By Erick-Woods Erickson
Editor’s Note: “The United States is a republic, not a democracy.” After all, the word “republic” — deriving from the Latin phrase res publica, or “the people’s concern” — suggests a measure of popular involvement in government. And the authors of the Constitution, who were radically republican, at least for their age, believing that the only legitimate form of government was one in which public authority derived entirely from the people. This does not mean we the public dapple in every effort of government.
The Biden campaign would rather talk about threats to democracy than kitchen table issues. They’d prefer to lecture Americans that their lives are better than they realize; they should be grateful to Joe Biden; and democracy is at stake in the election, not the price of steak.
The problem is their actions and words suggest Democrats really do not care about democracy.
In both the Cargill case decided last week and the Dobbs case decided a couple of years ago, the United States Supreme Court ruled that the federal judiciary is without powers to change statutes and grant rights that lack historic ties to the constitution.
In Dobbs, the Supreme Court agreed with Ruth Bader Ginsburg that Roe was a terribly decided decision. The Court simply said abortion is not a historic right and therefore not a part of the federal constitution. So states or Congress can act, but the Court cannot.
In Cargill, the Supreme Court ruled that Congress must change the statutory definition of a machine gun. Neither a bureaucracy nor the Supreme Court can alter a law with a clear definition written by Congress.
Both decisions by the unelected, life-tenured Justices result in the elected, democratic bodies in our republic having to act.
But the left insists that unelected government officials saying they have no power is both radical and anti-democratic.
The Supreme Court of the United States demanding the democratic institutions operate is somehow anti-democratic.
In reality, this is about the left not controlling institutions and, therefore, lacking power. The left does not care about democracy, they care about power. They will delegitimize any institution they do not control and are willing to allow our unelected, life-tenured black-robed masters to alter statutory definitions written by democratically elected bodies in order to suit their whims.
In her emotional outburst that amounted to a dissenting opinion, Justice Sotomayor said a bump stock makes a semi-automatic gun a machine gun because of the rapid fire rate. She wrote, “When I see a bird that walks like a duck, swims like a duck, and quacks like a duck, I call that bird a duck.”

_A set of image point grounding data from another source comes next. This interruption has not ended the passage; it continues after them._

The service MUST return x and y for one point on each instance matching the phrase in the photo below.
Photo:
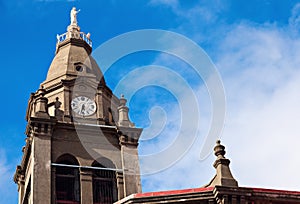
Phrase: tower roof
(73, 55)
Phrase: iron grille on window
(104, 186)
(67, 185)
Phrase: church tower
(81, 146)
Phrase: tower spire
(73, 33)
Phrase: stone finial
(219, 150)
(123, 114)
(73, 16)
(223, 175)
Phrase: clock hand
(82, 109)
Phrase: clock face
(83, 105)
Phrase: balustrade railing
(79, 35)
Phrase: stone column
(130, 163)
(53, 184)
(86, 184)
(120, 185)
(41, 177)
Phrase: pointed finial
(223, 175)
(73, 16)
(219, 150)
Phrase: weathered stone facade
(77, 149)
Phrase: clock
(83, 106)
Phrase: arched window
(67, 181)
(104, 185)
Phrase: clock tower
(81, 146)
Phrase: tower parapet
(73, 32)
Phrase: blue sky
(254, 45)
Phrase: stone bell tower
(81, 146)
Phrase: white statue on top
(73, 16)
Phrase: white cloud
(262, 76)
(260, 66)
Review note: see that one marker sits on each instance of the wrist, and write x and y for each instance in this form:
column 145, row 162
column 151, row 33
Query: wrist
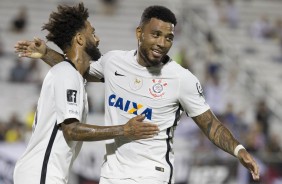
column 238, row 148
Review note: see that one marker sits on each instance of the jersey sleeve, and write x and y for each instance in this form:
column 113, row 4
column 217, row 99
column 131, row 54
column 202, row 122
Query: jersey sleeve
column 67, row 96
column 191, row 95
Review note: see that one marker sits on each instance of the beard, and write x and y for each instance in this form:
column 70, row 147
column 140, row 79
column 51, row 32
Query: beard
column 93, row 51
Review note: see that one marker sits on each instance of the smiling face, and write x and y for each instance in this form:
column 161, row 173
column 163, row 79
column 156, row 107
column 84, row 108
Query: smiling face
column 155, row 38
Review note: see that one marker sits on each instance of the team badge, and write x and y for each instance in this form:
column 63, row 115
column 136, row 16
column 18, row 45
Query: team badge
column 157, row 90
column 136, row 83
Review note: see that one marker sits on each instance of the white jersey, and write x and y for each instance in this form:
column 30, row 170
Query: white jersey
column 48, row 156
column 158, row 93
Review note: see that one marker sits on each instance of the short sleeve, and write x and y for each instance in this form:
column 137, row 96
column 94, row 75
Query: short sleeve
column 67, row 92
column 191, row 95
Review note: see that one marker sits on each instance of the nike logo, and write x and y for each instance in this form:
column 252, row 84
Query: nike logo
column 117, row 74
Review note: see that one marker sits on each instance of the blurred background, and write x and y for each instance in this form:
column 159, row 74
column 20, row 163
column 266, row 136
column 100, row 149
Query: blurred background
column 232, row 46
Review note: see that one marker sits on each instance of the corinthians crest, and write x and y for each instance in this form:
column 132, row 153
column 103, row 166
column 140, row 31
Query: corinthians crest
column 157, row 90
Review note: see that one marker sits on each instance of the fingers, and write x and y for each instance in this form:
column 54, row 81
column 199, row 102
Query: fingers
column 140, row 117
column 255, row 171
column 37, row 42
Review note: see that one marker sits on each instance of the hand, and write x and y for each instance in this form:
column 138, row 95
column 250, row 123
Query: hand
column 247, row 161
column 136, row 129
column 33, row 49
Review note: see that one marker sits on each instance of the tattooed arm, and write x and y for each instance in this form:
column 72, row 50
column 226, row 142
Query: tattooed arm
column 222, row 138
column 216, row 132
column 73, row 130
column 39, row 50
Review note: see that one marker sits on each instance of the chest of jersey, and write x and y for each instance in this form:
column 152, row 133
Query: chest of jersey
column 131, row 90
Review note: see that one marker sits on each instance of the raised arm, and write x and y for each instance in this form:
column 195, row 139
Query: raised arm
column 222, row 138
column 39, row 50
column 133, row 129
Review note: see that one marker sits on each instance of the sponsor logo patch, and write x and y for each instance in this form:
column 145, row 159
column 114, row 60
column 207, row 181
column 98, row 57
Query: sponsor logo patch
column 71, row 96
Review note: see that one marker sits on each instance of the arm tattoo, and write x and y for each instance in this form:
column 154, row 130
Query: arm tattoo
column 86, row 132
column 216, row 132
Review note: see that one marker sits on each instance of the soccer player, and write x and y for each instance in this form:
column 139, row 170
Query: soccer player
column 147, row 81
column 59, row 126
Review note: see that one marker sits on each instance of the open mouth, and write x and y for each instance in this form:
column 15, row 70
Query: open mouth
column 157, row 53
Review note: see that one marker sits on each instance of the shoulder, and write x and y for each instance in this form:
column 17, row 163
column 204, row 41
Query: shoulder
column 182, row 73
column 63, row 70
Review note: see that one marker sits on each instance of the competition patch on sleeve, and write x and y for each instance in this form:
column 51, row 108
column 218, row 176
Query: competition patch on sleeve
column 200, row 89
column 71, row 96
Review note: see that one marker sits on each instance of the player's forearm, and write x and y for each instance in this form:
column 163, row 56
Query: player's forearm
column 216, row 132
column 86, row 132
column 52, row 57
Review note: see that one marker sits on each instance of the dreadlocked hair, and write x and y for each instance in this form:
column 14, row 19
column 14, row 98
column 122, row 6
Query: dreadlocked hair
column 158, row 12
column 65, row 23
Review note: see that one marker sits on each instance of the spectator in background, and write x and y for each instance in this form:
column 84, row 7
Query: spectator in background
column 181, row 58
column 15, row 129
column 232, row 14
column 262, row 29
column 262, row 117
column 216, row 13
column 109, row 6
column 20, row 21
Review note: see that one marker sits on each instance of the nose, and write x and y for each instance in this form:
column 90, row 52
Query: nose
column 97, row 39
column 161, row 42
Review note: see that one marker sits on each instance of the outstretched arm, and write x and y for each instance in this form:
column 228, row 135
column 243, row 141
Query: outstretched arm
column 222, row 138
column 39, row 50
column 133, row 129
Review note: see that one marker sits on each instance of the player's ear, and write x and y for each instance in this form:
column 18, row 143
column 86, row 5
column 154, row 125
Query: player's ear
column 138, row 33
column 79, row 38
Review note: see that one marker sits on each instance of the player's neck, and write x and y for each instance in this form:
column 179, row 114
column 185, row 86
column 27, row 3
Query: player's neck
column 79, row 60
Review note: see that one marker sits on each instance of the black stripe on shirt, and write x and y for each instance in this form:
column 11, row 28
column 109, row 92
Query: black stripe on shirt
column 47, row 154
column 177, row 117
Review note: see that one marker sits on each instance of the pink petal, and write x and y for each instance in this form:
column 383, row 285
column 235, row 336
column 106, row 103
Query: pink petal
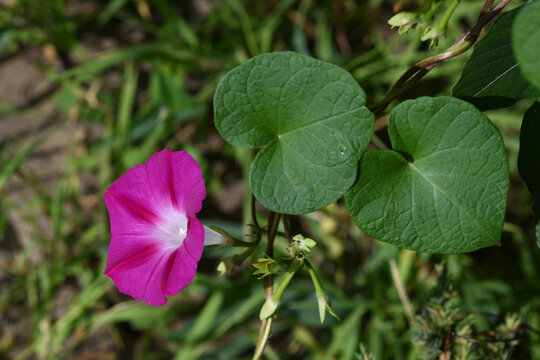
column 140, row 274
column 185, row 265
column 156, row 239
column 176, row 179
column 141, row 268
column 131, row 204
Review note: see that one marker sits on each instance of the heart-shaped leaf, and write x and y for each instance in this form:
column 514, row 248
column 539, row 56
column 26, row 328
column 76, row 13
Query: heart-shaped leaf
column 310, row 120
column 443, row 189
column 526, row 41
column 491, row 77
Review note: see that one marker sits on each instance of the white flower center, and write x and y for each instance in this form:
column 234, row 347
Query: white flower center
column 173, row 230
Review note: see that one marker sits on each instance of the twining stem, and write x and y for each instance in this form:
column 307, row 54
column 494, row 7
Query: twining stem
column 268, row 285
column 407, row 307
column 285, row 219
column 421, row 68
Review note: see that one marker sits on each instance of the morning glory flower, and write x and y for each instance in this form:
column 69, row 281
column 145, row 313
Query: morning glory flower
column 156, row 239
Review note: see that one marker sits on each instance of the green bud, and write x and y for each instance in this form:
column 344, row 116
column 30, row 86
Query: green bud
column 268, row 309
column 304, row 244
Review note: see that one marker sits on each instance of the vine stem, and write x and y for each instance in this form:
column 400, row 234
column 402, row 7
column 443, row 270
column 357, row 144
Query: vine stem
column 405, row 302
column 421, row 68
column 268, row 286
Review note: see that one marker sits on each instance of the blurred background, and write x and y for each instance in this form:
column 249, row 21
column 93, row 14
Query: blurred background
column 90, row 88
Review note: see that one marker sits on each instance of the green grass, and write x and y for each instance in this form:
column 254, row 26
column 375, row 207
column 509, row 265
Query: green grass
column 153, row 88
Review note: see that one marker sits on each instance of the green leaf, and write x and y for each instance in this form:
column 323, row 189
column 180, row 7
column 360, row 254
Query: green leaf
column 443, row 189
column 310, row 120
column 529, row 153
column 492, row 73
column 526, row 42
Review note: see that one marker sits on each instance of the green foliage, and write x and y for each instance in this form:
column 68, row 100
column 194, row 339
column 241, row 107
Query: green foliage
column 310, row 120
column 529, row 153
column 526, row 41
column 491, row 78
column 443, row 189
column 161, row 66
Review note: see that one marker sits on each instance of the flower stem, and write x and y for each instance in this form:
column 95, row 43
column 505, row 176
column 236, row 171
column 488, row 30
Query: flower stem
column 421, row 68
column 268, row 286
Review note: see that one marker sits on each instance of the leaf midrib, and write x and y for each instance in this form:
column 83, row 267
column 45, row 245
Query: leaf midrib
column 441, row 191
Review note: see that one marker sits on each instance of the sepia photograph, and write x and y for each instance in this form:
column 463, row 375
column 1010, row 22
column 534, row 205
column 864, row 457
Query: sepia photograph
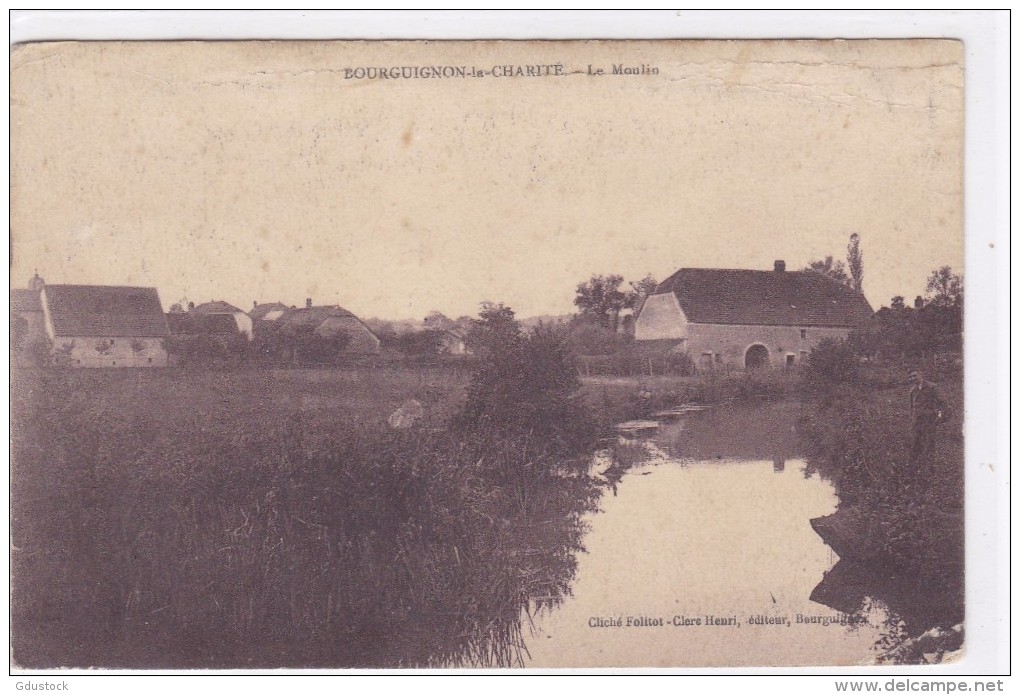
column 487, row 354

Actually, the United States government specifically classifies certain birds as ducks, maintaining an annually revised list of several parameters for classifying ducks that extends to over 1100 entries. Under the law, not every bird is a duck just because Sonia Sotomayor thinks it walks, swims, and quacks like one.
Likewise, under the law, a machine gun is defined as a gun that allows the release of multiple bullets with a single pull of the trigger. A device that allows a user to rapidly pull the trigger multiple times to allow a single bullet with each release, but in rapid succession, is not a machine gun under the plainly written definition drafted by Congress.
To claim that a bird can be a duck because it swims, quacks, and walks like a duck is not a legal definition and to alter a democratically decided legal definition on the whim of one unelected life-tenured black-robed judge is not democracy.
But that is exactly what the left wants. Because it is about power, not democracy.